Education Program definitions
Metro Tunnel definitions
The Metro Tunnel is Victoria’s largest ever public transport infrastructure project. The word infrastructure refers to the basic structures and facilities we need to make our world work. The Metro Tunnel will improve our rail infrastructure but other types of infrastructure include roads, power supplies, water and sewerage, hospitals and schools.
To understand our big project you’ll need to learn some big new words. Here they are, along with what each of them means.
Knocking down buildings to make way for something new. One of the earlier stages in the Metro Tunnel Project was demolishing some city buildings so that we could dig down to create the new underground stations as well as entrances at the surface.

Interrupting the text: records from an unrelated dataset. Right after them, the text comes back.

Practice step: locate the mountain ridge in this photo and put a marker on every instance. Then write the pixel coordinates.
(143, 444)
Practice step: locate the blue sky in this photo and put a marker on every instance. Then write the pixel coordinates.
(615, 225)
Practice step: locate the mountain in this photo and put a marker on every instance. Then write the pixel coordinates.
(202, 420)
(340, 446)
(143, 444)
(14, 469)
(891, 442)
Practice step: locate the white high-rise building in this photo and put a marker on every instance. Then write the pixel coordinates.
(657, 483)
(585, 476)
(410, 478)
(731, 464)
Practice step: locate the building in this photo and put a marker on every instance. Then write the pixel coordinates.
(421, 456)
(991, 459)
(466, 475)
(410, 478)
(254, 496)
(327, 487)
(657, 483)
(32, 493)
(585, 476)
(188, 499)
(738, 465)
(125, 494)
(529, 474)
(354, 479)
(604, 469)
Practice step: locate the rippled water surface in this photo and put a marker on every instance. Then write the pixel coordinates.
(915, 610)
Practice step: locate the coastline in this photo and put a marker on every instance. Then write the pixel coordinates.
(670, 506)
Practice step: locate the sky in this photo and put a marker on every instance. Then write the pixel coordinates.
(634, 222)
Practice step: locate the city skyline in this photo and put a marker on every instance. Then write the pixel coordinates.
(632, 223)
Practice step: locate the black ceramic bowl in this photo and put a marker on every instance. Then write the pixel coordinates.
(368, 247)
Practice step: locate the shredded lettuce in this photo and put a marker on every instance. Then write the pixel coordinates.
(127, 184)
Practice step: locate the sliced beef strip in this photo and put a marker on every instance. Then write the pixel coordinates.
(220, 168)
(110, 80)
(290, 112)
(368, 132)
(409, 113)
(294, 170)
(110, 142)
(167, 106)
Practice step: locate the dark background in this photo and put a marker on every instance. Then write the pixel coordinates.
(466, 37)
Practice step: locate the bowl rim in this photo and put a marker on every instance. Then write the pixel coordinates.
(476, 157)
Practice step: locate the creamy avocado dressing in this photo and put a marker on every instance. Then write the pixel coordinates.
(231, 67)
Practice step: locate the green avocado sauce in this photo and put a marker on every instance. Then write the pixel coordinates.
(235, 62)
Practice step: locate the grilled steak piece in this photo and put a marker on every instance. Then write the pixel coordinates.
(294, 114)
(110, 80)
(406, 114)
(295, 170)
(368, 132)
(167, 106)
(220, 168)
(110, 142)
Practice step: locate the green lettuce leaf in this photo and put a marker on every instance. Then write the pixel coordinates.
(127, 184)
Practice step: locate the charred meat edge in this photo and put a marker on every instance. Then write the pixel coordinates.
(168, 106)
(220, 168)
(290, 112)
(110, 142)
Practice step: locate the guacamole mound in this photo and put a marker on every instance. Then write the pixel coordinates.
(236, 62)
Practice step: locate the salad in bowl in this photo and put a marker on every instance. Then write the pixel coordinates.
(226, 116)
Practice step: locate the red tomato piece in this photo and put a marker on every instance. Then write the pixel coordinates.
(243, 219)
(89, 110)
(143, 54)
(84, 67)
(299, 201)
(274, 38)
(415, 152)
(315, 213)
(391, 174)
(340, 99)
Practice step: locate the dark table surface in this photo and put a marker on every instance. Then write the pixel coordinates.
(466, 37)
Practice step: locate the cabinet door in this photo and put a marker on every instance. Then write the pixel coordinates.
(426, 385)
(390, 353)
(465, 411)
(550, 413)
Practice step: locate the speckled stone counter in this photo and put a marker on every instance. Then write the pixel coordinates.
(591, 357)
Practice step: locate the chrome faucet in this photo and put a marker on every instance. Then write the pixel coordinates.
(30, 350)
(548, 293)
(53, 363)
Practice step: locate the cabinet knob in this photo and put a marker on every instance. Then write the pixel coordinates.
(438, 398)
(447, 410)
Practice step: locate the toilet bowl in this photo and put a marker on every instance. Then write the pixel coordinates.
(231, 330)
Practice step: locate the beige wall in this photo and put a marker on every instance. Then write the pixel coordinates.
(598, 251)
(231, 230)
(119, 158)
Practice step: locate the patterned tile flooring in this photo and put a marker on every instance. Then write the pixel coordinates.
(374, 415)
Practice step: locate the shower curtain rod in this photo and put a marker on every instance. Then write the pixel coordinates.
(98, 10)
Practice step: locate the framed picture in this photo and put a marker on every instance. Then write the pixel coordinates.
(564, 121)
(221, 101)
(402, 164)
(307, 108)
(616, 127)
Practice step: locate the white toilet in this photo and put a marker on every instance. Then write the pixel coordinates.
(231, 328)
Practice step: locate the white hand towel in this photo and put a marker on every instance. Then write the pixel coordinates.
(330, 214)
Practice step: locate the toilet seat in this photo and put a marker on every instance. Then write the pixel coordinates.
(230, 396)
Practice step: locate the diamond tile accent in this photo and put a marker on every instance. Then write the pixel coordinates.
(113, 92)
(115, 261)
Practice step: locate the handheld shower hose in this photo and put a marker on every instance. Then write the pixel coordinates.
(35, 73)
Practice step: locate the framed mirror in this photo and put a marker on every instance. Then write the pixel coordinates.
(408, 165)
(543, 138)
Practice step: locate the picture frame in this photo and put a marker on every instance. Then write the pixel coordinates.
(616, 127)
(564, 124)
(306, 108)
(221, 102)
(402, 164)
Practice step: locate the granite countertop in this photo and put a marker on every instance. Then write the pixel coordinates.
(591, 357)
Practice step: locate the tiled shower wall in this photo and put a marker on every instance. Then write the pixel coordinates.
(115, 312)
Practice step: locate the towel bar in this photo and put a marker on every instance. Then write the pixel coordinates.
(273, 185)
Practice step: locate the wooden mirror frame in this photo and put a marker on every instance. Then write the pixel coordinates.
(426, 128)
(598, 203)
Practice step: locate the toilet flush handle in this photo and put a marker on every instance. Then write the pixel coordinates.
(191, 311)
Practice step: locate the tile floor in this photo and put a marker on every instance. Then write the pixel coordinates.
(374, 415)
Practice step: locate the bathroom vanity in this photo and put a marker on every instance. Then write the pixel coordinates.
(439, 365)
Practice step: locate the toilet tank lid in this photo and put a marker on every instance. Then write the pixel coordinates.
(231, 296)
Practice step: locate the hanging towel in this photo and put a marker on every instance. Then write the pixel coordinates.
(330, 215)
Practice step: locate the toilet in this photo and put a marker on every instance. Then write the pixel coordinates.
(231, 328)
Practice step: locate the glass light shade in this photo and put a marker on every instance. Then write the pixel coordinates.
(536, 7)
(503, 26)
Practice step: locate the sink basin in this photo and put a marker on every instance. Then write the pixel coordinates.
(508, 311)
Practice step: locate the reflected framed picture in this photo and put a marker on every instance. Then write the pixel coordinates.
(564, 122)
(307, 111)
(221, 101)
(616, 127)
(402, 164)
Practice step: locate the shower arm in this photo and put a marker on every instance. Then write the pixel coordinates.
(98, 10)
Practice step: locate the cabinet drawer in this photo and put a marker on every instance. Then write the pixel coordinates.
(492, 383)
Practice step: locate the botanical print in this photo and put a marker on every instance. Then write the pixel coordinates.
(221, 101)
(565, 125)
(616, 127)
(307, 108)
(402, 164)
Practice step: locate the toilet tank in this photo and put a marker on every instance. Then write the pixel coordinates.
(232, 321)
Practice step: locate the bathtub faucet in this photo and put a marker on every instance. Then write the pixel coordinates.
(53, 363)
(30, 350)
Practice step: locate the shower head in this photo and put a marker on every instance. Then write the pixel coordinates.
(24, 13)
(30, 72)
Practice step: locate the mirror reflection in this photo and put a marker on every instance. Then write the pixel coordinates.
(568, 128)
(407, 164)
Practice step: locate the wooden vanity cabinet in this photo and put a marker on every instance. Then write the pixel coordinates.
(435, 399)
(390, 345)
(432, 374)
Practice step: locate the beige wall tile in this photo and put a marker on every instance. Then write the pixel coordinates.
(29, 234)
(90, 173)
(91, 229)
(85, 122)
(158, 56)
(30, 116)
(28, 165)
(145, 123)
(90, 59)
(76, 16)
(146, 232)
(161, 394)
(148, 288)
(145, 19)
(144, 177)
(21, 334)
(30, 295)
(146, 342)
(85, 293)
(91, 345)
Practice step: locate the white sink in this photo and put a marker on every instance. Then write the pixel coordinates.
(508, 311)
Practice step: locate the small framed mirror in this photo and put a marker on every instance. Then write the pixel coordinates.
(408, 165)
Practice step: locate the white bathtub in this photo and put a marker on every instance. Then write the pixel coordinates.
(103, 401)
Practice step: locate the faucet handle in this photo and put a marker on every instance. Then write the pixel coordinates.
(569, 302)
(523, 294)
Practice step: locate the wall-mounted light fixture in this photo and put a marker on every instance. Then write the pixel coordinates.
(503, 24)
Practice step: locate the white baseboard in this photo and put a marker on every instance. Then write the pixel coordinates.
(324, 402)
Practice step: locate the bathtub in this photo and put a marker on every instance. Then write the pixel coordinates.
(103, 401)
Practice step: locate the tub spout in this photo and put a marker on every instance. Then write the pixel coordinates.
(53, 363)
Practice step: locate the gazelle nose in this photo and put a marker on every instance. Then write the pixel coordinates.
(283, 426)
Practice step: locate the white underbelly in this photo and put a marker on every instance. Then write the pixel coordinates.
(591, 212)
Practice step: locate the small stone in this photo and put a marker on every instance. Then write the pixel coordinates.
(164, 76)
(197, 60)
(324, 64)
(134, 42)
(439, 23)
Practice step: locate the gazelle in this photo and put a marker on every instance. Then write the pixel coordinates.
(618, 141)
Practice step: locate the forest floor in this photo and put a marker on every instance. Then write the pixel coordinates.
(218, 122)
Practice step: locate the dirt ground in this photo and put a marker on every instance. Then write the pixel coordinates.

In time there will whole new buildings on top of these stations with room for shops, offices, public spaces and even apartments on top.
Archaeology is the study of human history by digging up remains from the past and examining them to see what they can tell us about how people lived a long time ago. Archaeologists take great care as they do their job. They use a trowel to gently scrape away the earth.
After we demolished several buildings in the city to make way for the new Metro Tunnel stations, we had a once-in-a-lifetime chance to examine the landscape of early Melbourne and learn what it could tell us about how our city started, grew and changed. Our teams of Archaeologists found more than a million buried objects. Some were more than 180 years old.
Maybe you already know the word “acoustic” – it means sound or the sense of hearing – as in acoustic guitar. Building is a very noisy business.
Acoustic sheds are giant concrete shells which are placed on top of a construction site to keep all the noise, dust and vibration inside. That’s important when you are working around the clock and building in the heart of the city.
Once we have finished all the noisy stuff and are ready to fit out the new stations, the acoustic sheds will be taken down and replaced with new buildings, plazas and gardens.
Tunnel boring machines
Not “boring” at all - very interesting in fact! On this occasion the word “boring” describes how these gigantic machines chew through the earth, a bit like an insect might bore a hole in wood.
Tunnel boring machines cut through the earth to make the tunnels and also bring in concrete rings to line them as they go. That way the tunnels don’t fall in!
Each tunnel boring machine is purpose built to be exactly the right size for the tunnels we need. They are made overseas and then shipped to Melbourne, where they are loaded into the tunnel entrance and get to work.
Think about what happens when you dig a big hole in the sand at the beach. Have you noticed that as you go deeper the sand starts to fall in around the sides? Maybe you’ve tried to stop this happening by lining your hole with sticks or pieces of driftwood so it keeps its shape.
That’s what piling is all about. When we dig deep holes in the ground, like the ones we will need to access each of our new stations, we need to make sure they don’t collapse inwards. So we drill a row of deep holes around the outside of the underground structure and then fill them with concrete so they become super strong columns that will keep everything in place. Once we have all the “piles” in place and the framework is secure, we can get on with the big job of digging out the cave that will hold the underground station itself.